Мэйсон бросила взгляд на человека, который пропускал публику в зал.
– Фальконе хватит удар.
Гаррет приподнял бровь. Лукавый огонек в его глазах можно было счесть за вызов. Он уже улыбался в предвкушении шоу.
– Вы хотите, чтобы я это сделал за вас?
Что-то в его глазах пленяло ее, взывало к ней, говорило ей, что она могла бы… Что? Довериться ему? В этот момент она приняла решение.
– Спасибо. Я сама это сделаю.
Она повернулась на каблуках, подошла к Фальконе и объявила:
– Я отменяю торги.
– Отменяете торги? – От ужаса Фальконе выкатил глаза.
– Только до того момента, пока мы не сможем определить истинную ценность работ. Сейчас к ним проявляется такой интерес, что я просто не знаю, как мне быть.
– Но это невозможно, мадемуазель! Как вы видите…
– Я знаю. Однако дайте себе труд подумать: если мы подождем, а интерес к работам будет продолжать расти, ваша комиссия может оказаться втрое, если не вчетверо больше, чем вы получили бы сегодня.
Фальконе задумался.
– Это беспрецедентный поступок… Но эти работы принадлежат вам, так что… – Он небрежно пожал плечами. – Так что, полагаю, я должен действовать в соответствии с вашими пожеланиями. – Фальконе понизил голос до шепота и одобрительно покачал головой: – Узнаю в вас американку. Вы ведь все отличные бизнесмены, не так ли?
Фальконе щелчком сдвинул каблуки и потер руки.
– Дамы и господа, – сказал он, обращаясь к публике. – Добро пожаловать на показ картин.
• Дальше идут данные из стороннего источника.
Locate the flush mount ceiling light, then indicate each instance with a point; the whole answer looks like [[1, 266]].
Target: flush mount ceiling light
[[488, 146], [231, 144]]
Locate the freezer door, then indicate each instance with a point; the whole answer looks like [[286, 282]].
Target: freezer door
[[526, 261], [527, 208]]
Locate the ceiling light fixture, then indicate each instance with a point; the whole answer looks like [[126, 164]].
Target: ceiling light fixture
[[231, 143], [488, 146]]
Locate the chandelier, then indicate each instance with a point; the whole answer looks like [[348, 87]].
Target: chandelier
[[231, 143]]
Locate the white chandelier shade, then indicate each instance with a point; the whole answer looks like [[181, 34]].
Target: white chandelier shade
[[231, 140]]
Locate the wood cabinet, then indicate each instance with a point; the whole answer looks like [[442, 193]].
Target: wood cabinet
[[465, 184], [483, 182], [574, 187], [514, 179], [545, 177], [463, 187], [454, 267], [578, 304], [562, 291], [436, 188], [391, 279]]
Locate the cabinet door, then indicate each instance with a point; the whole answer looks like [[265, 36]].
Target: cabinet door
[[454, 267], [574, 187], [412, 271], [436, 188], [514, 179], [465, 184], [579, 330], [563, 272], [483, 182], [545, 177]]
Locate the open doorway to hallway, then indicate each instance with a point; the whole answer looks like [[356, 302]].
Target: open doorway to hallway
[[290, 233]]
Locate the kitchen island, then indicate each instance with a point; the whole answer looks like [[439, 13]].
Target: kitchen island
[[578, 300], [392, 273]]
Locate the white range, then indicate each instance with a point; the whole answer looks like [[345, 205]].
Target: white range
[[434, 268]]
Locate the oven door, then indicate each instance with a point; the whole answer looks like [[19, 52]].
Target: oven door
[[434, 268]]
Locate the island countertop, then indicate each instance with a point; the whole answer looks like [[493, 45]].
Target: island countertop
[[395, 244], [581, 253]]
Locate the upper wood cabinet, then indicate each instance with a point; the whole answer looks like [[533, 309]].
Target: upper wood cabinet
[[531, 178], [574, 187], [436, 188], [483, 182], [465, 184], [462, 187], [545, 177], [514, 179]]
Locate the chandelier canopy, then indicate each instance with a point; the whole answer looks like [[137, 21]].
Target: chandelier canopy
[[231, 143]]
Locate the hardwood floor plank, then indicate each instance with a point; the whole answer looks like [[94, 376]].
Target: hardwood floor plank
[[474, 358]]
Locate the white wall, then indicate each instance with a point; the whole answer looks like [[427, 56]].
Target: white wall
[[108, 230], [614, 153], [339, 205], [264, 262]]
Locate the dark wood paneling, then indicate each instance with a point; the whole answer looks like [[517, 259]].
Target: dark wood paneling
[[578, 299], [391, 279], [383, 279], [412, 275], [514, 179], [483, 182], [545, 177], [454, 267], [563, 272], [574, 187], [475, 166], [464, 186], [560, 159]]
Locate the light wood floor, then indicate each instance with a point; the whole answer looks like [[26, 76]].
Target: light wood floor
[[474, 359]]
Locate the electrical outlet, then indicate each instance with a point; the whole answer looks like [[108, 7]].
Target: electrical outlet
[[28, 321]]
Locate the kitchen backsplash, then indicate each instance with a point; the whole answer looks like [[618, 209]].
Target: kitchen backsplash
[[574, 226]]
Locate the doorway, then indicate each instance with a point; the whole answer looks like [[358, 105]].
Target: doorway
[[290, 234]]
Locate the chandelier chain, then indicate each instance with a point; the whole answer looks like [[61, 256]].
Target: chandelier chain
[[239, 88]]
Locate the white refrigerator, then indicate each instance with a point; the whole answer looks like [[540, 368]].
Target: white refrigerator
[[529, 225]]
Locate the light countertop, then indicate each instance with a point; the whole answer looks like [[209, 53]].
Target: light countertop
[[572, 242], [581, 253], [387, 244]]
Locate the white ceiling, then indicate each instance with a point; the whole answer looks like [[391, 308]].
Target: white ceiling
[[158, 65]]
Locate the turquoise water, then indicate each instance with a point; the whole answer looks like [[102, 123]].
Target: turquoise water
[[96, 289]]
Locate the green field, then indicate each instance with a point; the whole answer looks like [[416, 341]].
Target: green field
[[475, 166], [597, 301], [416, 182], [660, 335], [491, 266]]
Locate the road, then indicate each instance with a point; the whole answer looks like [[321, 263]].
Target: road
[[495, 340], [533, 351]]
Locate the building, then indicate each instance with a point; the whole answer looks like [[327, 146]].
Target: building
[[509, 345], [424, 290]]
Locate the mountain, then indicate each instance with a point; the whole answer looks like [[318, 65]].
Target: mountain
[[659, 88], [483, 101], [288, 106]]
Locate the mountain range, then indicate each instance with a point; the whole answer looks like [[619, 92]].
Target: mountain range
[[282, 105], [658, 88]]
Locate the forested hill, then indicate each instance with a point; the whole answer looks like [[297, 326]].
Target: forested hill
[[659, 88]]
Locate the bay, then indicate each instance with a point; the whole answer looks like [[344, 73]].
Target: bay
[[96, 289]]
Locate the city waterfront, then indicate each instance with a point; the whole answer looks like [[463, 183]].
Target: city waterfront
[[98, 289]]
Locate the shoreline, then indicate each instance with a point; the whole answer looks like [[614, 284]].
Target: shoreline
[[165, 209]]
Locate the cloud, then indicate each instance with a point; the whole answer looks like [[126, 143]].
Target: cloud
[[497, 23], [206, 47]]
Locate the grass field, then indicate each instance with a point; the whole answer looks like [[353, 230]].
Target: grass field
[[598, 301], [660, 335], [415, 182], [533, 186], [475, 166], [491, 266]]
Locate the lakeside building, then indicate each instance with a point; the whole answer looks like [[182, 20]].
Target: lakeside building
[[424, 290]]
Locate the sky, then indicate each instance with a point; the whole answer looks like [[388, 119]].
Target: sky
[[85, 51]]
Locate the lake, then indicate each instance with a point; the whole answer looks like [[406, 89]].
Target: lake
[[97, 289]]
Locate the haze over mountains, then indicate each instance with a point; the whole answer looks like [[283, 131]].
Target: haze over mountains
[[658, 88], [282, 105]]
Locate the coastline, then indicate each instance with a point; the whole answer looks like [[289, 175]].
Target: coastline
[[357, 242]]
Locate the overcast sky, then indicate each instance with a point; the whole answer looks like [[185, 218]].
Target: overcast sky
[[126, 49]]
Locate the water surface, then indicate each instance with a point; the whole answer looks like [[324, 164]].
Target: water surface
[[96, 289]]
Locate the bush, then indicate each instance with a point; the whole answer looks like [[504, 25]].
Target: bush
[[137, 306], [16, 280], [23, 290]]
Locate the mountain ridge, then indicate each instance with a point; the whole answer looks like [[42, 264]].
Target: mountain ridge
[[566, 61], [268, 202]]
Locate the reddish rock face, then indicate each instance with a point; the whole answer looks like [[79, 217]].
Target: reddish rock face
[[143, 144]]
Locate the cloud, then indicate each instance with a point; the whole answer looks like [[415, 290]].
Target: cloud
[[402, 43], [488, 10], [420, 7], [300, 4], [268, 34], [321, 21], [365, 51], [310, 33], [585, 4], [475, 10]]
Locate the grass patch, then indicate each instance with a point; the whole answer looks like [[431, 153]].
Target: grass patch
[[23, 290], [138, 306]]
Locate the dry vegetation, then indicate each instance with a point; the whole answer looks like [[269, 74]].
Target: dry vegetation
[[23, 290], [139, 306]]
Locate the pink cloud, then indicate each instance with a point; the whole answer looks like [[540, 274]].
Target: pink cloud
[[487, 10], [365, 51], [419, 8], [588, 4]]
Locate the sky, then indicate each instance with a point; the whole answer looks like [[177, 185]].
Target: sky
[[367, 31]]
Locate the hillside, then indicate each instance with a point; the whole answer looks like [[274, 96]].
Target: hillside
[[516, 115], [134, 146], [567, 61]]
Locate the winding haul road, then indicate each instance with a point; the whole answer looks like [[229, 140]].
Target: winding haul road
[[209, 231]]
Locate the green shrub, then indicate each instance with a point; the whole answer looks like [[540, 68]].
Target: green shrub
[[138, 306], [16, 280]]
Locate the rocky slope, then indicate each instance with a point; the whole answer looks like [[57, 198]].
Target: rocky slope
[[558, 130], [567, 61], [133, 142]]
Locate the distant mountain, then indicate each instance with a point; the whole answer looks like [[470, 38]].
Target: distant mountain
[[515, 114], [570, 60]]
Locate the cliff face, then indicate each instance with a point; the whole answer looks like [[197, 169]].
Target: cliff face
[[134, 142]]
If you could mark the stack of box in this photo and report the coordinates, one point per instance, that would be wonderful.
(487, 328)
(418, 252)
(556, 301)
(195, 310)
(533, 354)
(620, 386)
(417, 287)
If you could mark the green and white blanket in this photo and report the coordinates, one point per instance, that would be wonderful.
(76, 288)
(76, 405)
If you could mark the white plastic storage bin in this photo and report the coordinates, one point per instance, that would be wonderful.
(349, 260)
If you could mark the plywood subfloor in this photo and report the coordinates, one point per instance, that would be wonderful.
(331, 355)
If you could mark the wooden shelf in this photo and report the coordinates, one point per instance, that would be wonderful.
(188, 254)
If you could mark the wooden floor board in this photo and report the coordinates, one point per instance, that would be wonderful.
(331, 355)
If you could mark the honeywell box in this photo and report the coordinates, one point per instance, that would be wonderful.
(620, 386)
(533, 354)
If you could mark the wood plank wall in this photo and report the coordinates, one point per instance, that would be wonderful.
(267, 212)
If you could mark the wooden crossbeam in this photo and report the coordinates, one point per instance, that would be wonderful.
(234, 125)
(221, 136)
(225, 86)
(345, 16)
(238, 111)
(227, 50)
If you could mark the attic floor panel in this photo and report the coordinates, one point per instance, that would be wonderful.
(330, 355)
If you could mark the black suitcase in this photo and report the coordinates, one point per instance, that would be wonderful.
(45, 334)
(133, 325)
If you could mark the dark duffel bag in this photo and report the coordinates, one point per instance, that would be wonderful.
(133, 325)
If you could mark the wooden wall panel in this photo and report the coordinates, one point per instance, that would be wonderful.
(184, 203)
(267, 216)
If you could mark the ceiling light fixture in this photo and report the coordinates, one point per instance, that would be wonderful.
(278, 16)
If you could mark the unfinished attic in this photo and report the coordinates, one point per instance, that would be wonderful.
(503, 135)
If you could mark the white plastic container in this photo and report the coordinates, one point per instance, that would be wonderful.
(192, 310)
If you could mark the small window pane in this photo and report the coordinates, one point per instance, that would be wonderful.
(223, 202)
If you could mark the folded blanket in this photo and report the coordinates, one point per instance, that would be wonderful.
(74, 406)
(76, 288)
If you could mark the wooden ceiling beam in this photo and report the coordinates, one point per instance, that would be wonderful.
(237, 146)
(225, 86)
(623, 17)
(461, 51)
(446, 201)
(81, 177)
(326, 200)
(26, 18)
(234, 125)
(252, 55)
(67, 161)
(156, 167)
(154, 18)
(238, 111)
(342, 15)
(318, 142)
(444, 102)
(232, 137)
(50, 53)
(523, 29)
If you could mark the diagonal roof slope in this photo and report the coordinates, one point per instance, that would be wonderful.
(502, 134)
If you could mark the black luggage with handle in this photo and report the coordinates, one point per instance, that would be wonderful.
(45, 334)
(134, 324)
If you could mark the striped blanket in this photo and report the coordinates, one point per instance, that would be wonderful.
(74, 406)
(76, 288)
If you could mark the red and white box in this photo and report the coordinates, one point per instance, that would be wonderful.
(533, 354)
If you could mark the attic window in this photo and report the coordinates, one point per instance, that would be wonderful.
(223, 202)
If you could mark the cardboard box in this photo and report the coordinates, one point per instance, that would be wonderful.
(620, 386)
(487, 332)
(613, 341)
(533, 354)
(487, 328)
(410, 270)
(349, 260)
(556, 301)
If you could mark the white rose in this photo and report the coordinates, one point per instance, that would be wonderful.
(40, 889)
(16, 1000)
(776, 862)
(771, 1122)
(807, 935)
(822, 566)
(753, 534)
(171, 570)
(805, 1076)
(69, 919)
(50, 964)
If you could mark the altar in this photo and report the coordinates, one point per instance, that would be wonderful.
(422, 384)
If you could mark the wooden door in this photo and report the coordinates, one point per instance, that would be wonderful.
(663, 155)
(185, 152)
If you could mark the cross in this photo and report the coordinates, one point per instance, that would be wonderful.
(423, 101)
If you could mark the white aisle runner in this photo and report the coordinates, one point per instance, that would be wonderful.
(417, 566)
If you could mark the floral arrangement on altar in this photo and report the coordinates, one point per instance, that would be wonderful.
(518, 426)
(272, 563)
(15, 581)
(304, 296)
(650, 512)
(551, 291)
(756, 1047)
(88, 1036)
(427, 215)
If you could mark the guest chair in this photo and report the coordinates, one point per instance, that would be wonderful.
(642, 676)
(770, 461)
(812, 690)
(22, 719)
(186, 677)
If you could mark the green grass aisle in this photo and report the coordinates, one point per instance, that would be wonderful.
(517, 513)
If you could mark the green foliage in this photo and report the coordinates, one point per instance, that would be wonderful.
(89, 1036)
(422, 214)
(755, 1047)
Однако на настоящий момент они не продаются.
Заявление владельца галереи было встречено ревом протеста.
– Не продаются! Я простоял в очереди три часа!
– Но это возмутительно!
– Как это так? Картины не продаются?!
В этот момент вперед выступил гангстер Даргело:
– Можете делать, что хотите со всеми остальными картинами, но три штуки я приобрел. Вот ваши деньги.
Телохранители молча обступили Даргело, давая понять, что торг в данном случае неуместен.
Лизетта бросилась к Даргело и схватилась за картины, пытаясь вытащить их у него из рук.
– Ты, тупица! Они не для тебя!
– Но, конфетка моя, кто еще имеет право владеть ими, как не тот, кто любит тебя всем сердцем?
В толпе послышались возгласы:
– Выходит, вы потакаете разбойникам, а порядочным горожанам даете от ворот поворот?!
– Вы закрываете дверь перед общественностью, чтобы позволить спекулянтам сколачивать деньги на мертвой женщине?
Эти слова подействовали на толпу, словно искра на бикфордов шнур. Началась цепная реакция. Люди, расталкивая друг друга, продирались к стенам, чтобы сорвать ближайшую работу, и выстраивались в очередь за гангстером с бумажниками в руках.
Несколько мгновений Фальконе глотал ртом воздух, набираясь храбрости, и наконец, перекрикивая толпу, обратился к Даргело:
– Месье Даргело, спешу напомнить вам, что вы находитесь на улице Лаффит, а не у себя в Бельвиле. Если вы немедленно не положите сюда эти картины, я вызову полицию.
– Полиция?
Это слово подхватили другие, и оно эхом прокатилось по толпе.
– Мои слова относятся ко всем здесь присутствующим, – заявил Фальконе.
Но вместо того чтобы утихомирить разбушевавшуюся толпу, его угрозы имели эффект прямо противоположный. Те, кто уже попал внутрь, громко выражали свое возмущение, а среди тех, кто еще находился снаружи, началась настоящая паника. В страхе, что двери сейчас закроют на засов, все разом бросились к входу, расталкивая друг друга. Через пару мгновений в помещение набилось столько публики, что стало трудно дышать. Те, кому не повезло попасть внутрь, отчаянно напирали, давя друг друга.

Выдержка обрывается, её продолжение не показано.